Close up of radial image plot visualization of 11,758 photos shared on Instagram in Tel Aviv during April 25-26, 2012. The photos are sorted by hue (radius) and time created (angle).
As with previous visualizations Manovich has been involved with, these aren't plotted as graphs or points, instead they show the actual images. The pair believe this enables analysts to see patterns you would otherwise miss. At the moment some of the patterns revealed seem whimsical, like the fact that New York is bottom when it comes to using filters (which you'd think was a major point of using Instagram), while Tel Aviv, London, and San Francisco have the highest percentage of users who use filters. What can this tell us? Well, maybe that New Yorkers are too busy to use filters. Or maybe they've just become jaded with everything looking like it was shot 40 years ago.
Radial image plot visualization of 33,292 photos shared on Instagram in Tel Aviv during 20–26 April 2012. The photos are sorted by hue (radius) and upload time (angle).

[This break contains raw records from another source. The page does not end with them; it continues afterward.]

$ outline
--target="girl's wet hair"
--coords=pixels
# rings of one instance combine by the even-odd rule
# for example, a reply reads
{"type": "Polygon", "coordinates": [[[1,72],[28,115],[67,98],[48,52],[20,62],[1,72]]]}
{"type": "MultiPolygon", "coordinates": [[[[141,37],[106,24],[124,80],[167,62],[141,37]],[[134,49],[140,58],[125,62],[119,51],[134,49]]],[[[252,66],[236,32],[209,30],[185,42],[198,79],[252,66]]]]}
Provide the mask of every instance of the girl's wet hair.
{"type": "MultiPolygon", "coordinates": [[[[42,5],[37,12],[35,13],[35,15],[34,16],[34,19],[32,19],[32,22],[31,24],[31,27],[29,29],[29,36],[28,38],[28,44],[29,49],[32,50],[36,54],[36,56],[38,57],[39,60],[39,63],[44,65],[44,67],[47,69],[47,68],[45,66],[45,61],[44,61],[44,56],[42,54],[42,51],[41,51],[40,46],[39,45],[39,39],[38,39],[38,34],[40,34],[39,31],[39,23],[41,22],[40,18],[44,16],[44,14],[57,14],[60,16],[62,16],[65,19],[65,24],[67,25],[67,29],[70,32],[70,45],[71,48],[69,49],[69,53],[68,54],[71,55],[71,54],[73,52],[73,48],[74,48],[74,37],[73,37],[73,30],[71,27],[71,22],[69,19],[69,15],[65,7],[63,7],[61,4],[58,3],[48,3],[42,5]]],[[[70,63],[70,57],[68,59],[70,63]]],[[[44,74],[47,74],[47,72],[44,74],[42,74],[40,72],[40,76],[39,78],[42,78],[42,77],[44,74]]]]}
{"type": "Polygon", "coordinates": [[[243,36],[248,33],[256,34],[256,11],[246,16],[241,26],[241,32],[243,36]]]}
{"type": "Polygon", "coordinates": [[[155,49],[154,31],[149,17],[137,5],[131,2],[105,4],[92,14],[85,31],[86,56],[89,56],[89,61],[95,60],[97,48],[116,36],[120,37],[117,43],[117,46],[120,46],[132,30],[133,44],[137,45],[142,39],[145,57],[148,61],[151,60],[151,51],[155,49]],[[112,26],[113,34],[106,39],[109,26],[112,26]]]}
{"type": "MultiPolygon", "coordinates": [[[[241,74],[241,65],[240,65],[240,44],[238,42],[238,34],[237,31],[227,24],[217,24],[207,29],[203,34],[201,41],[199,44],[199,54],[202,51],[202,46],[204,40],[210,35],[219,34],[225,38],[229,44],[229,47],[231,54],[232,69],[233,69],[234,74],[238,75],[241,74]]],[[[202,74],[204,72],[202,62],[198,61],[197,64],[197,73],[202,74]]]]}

But the deep analysis of these visualizations hasn't really begun yet. Looking to the future Manovich says you could look at how factors—neighborhoods, lifestyles, and populations—change over time, along with looking at differences in different parts of a city that aren't based on standard demographic and economic statistics. Another aspect is the data is much "warmer" compared to the cold statistics of demographic and economic data. The photos are subjective, personal, so can maybe give us a deeper understanding, when used in conjunction with other data, of the people who are using these applications and the cities they inhabit. Another use, Manovich says, could be creating new types of city maps, "Representing patterns of people's experiences, feelings, and imagination, rather than zip codes and streets." Something similar to what Moritz Stefaner has already begun exploring.
This is just the beginning for the project, the team also want to look for patterns using algorithms, to look at the content of social media photos classifying them depending on what the image shows: photos of food, cities, outdoor, etc. And also to look at a larger number of photos. "Like one billion." says Manovich. "We are currently exploring how we can do that."